150 people require TB testing after Microsoft vendor diagnosed with active tuberculosis - Q13 News Seattle

Doctor examining chest x-ray film of patient at hospital

REDMOND, Wash. -- About 150 vendors for Microsoft will require TB testing after one vendor was recently diagnosed with active tuberculosis, according to King County Public Health.

Here's what the public health agency had to say about tuberculosis and how it spreads:

TB is not easy to spread

TB is an infectious disease caused by bacteria that are passed from person to person through the air. TB is not easily spread; it’s much harder to spread than the cold or flu. It typically takes repeated and prolonged exposure in a confined indoor space to become infected with TB. Even in households with a person with contagious TB disease, only about 1-in-3 close household contacts become infected.

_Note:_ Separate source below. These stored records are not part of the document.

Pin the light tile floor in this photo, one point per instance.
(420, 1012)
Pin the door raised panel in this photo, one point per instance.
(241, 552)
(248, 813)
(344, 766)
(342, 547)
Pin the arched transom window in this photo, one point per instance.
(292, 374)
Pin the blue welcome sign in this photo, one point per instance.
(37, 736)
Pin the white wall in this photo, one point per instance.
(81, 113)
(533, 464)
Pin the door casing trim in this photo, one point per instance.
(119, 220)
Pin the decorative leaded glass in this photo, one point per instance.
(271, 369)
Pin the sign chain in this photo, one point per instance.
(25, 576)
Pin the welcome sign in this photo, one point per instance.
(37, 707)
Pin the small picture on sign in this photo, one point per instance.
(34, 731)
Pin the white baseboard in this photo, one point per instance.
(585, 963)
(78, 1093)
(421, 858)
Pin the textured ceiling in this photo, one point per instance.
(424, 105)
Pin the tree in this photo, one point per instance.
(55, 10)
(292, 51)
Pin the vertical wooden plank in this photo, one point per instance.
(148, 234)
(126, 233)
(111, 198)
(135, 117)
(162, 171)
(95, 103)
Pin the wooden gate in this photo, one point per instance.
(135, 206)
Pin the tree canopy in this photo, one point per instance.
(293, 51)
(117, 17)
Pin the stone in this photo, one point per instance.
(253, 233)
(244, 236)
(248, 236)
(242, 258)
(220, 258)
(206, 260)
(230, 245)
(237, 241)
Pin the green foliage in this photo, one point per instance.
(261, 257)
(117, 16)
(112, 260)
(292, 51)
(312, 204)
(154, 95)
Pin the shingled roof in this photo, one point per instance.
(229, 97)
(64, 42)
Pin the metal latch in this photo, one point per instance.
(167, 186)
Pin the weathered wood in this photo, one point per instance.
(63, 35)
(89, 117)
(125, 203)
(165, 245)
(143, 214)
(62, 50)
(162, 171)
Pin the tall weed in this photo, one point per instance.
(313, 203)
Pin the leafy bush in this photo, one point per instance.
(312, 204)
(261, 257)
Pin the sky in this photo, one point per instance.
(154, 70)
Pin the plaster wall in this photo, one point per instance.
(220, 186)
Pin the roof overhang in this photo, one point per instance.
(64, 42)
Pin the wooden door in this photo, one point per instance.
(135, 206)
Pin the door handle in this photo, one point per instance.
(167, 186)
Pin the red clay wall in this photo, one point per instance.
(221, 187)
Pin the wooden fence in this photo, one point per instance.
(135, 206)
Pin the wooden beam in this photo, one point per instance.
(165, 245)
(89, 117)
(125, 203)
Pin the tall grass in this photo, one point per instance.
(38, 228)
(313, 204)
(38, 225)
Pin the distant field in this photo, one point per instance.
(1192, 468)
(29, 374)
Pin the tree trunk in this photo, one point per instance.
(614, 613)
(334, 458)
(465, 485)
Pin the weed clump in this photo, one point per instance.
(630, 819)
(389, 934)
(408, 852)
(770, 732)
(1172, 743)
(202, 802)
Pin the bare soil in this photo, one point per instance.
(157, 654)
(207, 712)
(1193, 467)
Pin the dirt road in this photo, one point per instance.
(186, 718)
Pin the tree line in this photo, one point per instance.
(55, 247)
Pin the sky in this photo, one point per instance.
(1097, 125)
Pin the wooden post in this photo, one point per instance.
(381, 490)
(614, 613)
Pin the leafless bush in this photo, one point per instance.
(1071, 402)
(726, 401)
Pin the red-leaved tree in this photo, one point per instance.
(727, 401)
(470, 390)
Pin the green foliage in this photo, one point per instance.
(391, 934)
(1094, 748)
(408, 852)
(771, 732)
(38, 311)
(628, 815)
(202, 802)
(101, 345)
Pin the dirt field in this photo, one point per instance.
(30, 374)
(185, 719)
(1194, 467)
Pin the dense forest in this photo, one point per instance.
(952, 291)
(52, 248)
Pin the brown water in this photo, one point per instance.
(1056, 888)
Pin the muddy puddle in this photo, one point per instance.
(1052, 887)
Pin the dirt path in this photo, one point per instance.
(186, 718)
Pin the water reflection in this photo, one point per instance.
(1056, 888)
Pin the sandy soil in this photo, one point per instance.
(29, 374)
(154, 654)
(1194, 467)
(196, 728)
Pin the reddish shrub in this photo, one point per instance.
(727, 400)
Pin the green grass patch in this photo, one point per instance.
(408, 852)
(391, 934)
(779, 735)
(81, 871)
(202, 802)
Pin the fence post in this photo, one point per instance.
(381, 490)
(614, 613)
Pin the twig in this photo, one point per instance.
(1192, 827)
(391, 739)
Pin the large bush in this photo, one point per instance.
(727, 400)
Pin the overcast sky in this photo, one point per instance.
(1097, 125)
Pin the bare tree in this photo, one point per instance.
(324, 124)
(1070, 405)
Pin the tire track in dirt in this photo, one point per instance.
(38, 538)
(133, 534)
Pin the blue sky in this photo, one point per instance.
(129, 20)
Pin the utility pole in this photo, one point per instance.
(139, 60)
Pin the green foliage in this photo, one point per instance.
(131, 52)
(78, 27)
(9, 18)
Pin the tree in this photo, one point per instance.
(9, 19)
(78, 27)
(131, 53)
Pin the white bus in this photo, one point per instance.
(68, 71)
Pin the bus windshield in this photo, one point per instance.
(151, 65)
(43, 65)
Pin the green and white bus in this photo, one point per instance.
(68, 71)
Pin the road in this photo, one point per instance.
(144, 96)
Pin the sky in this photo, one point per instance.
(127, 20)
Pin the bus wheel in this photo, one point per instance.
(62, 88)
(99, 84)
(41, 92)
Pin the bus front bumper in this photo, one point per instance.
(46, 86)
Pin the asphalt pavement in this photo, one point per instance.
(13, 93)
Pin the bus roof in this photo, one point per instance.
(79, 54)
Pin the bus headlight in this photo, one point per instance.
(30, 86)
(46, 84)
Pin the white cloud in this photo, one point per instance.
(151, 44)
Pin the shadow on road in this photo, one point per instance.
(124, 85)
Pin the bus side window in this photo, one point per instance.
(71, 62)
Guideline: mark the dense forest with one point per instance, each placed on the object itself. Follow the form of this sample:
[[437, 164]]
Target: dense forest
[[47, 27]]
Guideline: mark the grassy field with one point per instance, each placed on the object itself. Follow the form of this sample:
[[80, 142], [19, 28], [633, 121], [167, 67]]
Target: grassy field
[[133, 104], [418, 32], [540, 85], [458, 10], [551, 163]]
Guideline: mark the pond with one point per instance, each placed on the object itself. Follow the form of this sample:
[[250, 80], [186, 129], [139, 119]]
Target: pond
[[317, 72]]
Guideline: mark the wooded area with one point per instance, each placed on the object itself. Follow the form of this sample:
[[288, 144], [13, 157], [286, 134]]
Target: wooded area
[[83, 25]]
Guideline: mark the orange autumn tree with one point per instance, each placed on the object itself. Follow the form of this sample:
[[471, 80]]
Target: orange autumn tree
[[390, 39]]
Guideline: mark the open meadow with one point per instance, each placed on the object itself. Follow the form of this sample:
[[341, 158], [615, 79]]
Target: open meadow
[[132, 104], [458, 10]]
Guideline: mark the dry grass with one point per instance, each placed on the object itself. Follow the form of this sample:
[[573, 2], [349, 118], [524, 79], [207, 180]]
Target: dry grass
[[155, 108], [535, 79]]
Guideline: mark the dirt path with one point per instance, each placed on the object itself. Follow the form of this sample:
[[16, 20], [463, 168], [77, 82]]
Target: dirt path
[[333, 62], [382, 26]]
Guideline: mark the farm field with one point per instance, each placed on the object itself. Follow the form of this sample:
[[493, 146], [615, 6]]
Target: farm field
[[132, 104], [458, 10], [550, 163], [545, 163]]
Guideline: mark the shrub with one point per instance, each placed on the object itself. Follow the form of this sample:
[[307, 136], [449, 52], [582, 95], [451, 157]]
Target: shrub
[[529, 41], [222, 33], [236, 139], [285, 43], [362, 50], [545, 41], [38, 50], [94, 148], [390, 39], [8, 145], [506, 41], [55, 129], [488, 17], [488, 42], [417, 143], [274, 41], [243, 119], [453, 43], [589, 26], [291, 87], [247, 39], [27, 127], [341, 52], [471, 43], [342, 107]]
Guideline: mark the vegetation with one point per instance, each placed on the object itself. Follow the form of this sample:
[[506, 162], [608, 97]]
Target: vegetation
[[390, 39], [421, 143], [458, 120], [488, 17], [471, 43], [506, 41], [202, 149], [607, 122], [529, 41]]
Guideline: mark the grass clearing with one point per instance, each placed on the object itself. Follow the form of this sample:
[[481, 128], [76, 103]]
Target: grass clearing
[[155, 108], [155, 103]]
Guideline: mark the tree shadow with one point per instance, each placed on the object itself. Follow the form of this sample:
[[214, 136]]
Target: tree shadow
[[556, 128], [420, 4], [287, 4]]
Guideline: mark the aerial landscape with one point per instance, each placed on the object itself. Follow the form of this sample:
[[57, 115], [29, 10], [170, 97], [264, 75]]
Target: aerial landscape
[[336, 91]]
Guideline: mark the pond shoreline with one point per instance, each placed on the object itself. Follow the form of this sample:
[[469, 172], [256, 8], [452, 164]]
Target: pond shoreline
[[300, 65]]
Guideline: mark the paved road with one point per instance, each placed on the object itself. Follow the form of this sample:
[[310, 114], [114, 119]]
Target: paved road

Active disease different from latent TB

Unlike active TB disease, people with latent (or dormant) TB infection can’t spread it to others and are not ill with the disease. Approximately 100,000 people in King County have latent TB infection. While they aren’t contagious now, they could potentially have active TB in the future and also infect others. Approximately one in 10 people with latent TB infection will develop active TB disease in their lifetime.

Details on the evaluation

An evaluation of exposures identified nearly 150 vendor employees who were in close contact with the person with TB disease for a long enough period of time that testing for TB infection is recommended as a precaution. The vendor companies are reaching out to their affected employees to notify them. Public Health has been on site this week to evaluate and test people who were exposed.

Treatment for TB

The vendor with active TB disease is currently receiving treatment. Most cases of active TB are readily treatable with antibiotics that are commonly available; treatment typically takes six to nine months. Drug-resistant strains require different antibiotics and may include a longer course of treatment (up to two years).

To become cured, a patient must complete the entire treatment, even after they are no longer infectious. If the treatment is interrupted before the bacteria are completely eliminated, TB can develop drug-resistance and become much harder to treat.

If any staff are identified to be infected with latent TB, they may be recommended for treatment, so that they do not develop the disease in the future.

More about TB

TB usually affects the lungs, but can affect lymph nodes, bones, joints, and other parts of the body. A person with active TB in the lungs can spread the disease by coughing or sneezing. In King County, 134 new cases of TB disease were reported in 2019.